Do you feel like you’re getting the tools and resources to deliver meaningful, fact-based reporting right now?
Owen: No, I can tell you absolutely not. When they did layoffs, we lost our copy editor, which was a huge blow to us. We have seen that our only editor who is left has a lot on her plate. We hardly get support in terms of being journalists anymore, other than just having our stories edited, which is tough to say because the editors are not our enemy in this.
What I can say in response to that statement is that we’ve just seen that their so-called commitment to local journalism is just not true. The things that they’re saying in that statement are just not reflecting what we’re seeing on the inside. On the inside, what we’re seeing is a commitment to clicks and a commitment to pushing content regardless of quality. That’s really reflected in the wage proposal that they gave us.
That 10 to 12 stories per week – again, that is very unachievable for a journalist if you want to have quality content that you are creating. And that’s per reporter, not as a newsroom, per reporter. And there’s absolutely nothing in our wage proposal that we proposed, or in our contract as a whole for that matter, that would preclude the company from voluntarily giving merit-based raises to incentivize extra content creation on top of the seniority-based ones that we proposed.
So, what their proposal shows us is that it’s about rewarding employees who perform well. It’s about farming content, using employees who are so burned out that they leave before Carpenter ever has to consider paying them another dime. And for those who stay, the goalposts will simply be moved and none of us will ever get raises.
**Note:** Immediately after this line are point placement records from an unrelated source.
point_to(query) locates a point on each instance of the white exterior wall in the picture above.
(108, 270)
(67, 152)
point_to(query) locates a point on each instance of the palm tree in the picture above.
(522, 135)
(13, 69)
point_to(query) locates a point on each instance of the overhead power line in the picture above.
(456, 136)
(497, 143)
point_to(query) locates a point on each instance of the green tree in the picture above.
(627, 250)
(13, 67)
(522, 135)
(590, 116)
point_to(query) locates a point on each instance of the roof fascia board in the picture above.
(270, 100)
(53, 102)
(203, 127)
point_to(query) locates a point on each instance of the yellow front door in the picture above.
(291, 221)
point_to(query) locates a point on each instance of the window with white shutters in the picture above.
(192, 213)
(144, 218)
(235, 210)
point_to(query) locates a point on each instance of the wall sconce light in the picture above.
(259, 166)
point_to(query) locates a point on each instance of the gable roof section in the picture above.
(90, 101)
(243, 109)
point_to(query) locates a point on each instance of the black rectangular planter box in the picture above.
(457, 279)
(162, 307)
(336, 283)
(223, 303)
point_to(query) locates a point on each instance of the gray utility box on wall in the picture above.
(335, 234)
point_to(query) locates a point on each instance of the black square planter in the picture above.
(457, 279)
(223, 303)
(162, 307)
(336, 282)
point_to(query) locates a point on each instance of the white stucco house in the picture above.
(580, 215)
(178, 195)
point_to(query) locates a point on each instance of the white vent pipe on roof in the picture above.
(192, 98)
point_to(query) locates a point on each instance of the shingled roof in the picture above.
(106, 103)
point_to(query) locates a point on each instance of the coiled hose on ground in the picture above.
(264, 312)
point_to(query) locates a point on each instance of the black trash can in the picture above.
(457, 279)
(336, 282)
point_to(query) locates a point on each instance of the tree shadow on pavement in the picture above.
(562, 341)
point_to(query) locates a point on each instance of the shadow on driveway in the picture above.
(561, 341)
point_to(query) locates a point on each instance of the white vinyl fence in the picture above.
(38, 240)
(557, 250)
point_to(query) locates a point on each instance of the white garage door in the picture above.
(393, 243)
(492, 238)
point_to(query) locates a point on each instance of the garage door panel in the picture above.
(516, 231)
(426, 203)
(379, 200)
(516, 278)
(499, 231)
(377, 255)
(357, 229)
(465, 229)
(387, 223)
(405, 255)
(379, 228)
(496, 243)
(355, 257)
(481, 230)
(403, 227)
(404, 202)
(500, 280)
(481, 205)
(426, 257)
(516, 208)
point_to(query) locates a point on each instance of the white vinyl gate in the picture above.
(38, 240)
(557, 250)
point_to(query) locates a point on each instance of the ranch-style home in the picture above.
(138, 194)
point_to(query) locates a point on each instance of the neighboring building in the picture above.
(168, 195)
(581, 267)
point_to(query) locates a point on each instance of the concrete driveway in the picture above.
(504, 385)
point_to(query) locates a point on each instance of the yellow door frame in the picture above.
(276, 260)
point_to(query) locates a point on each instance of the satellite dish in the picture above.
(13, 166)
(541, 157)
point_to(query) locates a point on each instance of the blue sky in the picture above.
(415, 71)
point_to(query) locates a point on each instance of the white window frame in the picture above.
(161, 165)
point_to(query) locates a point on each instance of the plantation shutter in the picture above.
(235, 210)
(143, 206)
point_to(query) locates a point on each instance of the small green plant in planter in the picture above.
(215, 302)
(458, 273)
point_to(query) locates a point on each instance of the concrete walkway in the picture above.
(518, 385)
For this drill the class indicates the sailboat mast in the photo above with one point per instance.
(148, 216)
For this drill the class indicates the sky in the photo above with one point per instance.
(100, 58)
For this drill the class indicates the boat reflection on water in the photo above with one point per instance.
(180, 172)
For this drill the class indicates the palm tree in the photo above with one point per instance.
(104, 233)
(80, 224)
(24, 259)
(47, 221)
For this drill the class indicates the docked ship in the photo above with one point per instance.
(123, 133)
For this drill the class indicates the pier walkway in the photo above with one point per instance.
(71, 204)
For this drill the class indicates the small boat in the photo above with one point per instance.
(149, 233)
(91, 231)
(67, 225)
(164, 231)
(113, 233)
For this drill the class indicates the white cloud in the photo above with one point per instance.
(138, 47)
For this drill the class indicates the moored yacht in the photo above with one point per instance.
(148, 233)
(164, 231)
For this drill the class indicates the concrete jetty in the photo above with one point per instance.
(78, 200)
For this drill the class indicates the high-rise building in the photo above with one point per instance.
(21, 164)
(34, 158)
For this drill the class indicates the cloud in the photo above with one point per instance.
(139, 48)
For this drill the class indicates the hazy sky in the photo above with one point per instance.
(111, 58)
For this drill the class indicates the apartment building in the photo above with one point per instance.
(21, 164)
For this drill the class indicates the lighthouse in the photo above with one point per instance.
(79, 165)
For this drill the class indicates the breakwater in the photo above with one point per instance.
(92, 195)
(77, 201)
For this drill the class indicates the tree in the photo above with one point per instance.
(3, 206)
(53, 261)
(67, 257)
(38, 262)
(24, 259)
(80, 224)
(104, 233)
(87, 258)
Miller: We have under a minute left, but just to be clear, if you cannot get a contract that you think is fair, you are prepared to ask readers to exert enough pressure to stop subscribing to try to take the paper down?
Owen: Yes, absolutely. We have a petition that people can sign, that should be linked somewhere. But also, if you go onto the Pacific Northwest Newspaper Guild’s website, we have a whole section talking about Carpenter Media Group, who they are, and what we are asking for in a petition for both the Bend Bulletin and for the Everett Herald in Washington – who is in a similar situation, negotiating with a contract with Carpenter as well.
Miller: Morgan, thanks very much.
That’s Morgan Owen, a crime and public safety reporter at the Bend Bulletin, past president of the Central Oregon NewsGuild.